Brain MS imaging after ischemic stroke in mice: insight for brain injury by abnormal proteolysis [abstract]

Abstract

Stroke, the 3rd leading cause of death in the US, is caused by blood clotting in the cerebral arteries leading to brain oxygen deprivation and cerebral infarction. To represent the stroke condition, we produced a mouse model of focal cerebral ischemia followed by reperfusion. We then employed matrix-based mass spectrometry imaging to compare the molecular differences between the ischemic versus nonischemic regions and attempted to identify mass signatures that correlate with abnormal brain proteolytic activity and disease.

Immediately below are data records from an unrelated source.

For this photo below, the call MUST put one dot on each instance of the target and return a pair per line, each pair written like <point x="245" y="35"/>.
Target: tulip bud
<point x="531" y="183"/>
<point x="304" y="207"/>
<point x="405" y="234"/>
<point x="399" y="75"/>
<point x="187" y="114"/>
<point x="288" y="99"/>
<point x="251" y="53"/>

In response to ischemia, the brain showed swelling due to traumatic injury to the brain. The optical image indicates the ischemic area (A, dotted red line). The total averaged spectra shows ion rich features throughout the measured mass range (B). The overall anatomical brain structure was intact evidenced by selective localization of a number of molecular ions (C, colorcoded) while other distinct ions are shown to co-localize well to the area of injury (D). The ions which localized to the area of injury were found in between 5 to 20 kilodaltons (kD) in size. Based on such information, tissues in the ischemic regions were homogenized and molecules were selectively separated by gel electrophoresis and subsequently extracted from the gel. Attempts to adequately enrich these molecules for identification by mass spectrometry are still in process. Identification of these molecules, which are specifically present in the ischemic regions of the brain, may have profound application in the development of novel biomarkers for diagnosis and/or therapies of stroke.